SA: To me, there are a few things going on. I'm very aware of my Spokaneness. I grew up on the Spokane Indian reservation, and my tribe heavily influences my personality and the ways in which I see the world. But there is also a strong Northwest identity. Because we spend so much time interacting now, I think Indian identity is more regional than it is tribal. Navajos and Apaches are going to have a lot more in common with each other than they would have with the Spokane. I strongly identify with salmon people and so I get along with the tribes on this side. The way in which they talk and act feels close to home.
AN: One important concern among American Indian writers has been the question of how one deals with a painful past, such as the one shared by the Indian peoples of the United States, without falling into the trap of victimization. How important is this issue for you when you write your fiction?
SA: I write autobiographically, so when you talk about surviving pain and trauma and getting out of it--I did, I have! But the people I know have not. So what do I do in my literature? Do I portray the Indian world as I see it? And I do see it as doomed, and that you have to get lucky to escape that. Should I write the literature of hope no matter how I feel? No! I'm not hopeful. So how do you avoid victimization? We can't. We are victims.
AN: Vizenor is very adamant when it comes to this question. I spoke with him in 2002 and what he seems to want to avoid more. than anything else is victimization, something which is reflected in terms that he uses in his literature, like, for instance, "survivance."
SA: Survival is a low hope. I don't want just survival, or "survivance." I want triumph! But you don't get it. That's the thing. You don't get it. Also, our story is not worse than anybody else's.
AN: How do you mean?
SA: Pain is relative. For instance, in the last movie I made I worked with a woman who grew up very wealthy, very privileged economically, but she had lived through such hell in her family that it made my life seem sweet and gentle. So I try not to measure people's pain. I mean, if I'd throw a rock randomly right now I'd hit someone whose life is worse than mine ever was. Nothing in my life can measure up to the kids in that school [in Beslan]. Nothing! Nothing! And nothing in my life can measure up to losing somebody in the World Trade towers. Everybody's pain is important.
AN: I find the concept of "collective trauma" particularly useful concerning the suffering that many of your characters are experiencing.
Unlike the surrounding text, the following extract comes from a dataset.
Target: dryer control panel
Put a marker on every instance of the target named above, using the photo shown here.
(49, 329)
Many of them suffer from not only personal losses and grievances--absent fathers, poverty, unemployment, alcoholism, etc.--but also from a cultural loss and a collective trauma, which include experiences of racism and stereotyping. Their losses and grievances affect their behavior and their lives on many levels. In my view, your fiction explores how such trauma both damages and creates community and identity alike. Both identity and community are, of course, condemned to ongoing dysfunction. Do you think that suffering is part of what constitutes Indianness? Perhaps in a somewhat comparable way by which we have come to associate African American identity with slavery, or Jewish identity with the Holocaust? If so, how does this relation differ from, e.g., the relation between African Americans and suffering, or Jews and suffering?
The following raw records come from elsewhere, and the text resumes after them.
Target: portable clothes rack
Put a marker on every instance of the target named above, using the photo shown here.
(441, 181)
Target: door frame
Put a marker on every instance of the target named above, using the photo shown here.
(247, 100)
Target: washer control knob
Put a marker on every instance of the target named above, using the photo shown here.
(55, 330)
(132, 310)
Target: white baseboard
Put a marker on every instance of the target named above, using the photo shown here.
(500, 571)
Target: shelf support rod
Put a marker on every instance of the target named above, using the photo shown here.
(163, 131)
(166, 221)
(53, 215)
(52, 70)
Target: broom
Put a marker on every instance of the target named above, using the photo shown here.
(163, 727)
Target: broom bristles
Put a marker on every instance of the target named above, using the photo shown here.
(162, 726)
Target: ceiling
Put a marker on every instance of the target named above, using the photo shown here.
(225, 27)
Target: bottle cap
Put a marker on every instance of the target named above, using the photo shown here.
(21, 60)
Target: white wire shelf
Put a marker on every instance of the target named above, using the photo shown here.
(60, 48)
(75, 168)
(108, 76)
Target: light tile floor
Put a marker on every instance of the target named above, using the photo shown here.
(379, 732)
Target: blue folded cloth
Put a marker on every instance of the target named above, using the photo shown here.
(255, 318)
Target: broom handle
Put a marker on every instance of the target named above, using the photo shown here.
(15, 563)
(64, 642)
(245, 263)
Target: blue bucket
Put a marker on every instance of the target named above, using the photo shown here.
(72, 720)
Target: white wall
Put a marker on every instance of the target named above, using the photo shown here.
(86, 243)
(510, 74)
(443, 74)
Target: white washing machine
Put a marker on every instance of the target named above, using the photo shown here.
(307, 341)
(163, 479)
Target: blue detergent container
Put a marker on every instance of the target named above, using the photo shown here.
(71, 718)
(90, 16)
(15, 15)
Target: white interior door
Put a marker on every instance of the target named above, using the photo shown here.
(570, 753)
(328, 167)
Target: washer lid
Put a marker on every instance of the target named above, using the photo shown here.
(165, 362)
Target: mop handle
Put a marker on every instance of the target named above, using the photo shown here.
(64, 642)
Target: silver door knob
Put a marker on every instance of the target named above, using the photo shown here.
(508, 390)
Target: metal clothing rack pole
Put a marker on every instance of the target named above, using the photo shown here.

SA: Yes! The phrase I've also used is "blood memory." I think the strongest parallel in my mind has always been the Jewish people and the Holocaust. Certainly, their oppression has been constant for 1900 years longer, but the fact is that you cannot separate our identity from our pain. At some point it becomes primarily our identity. The whole idea of authenticity--"How Indian are you?"--is the most direct result of the fact that we don't know what an American Indian identity is. There is no measure anymore. There is no way of knowing, except perhaps through our pain. And so, we're lost. We're always wandering.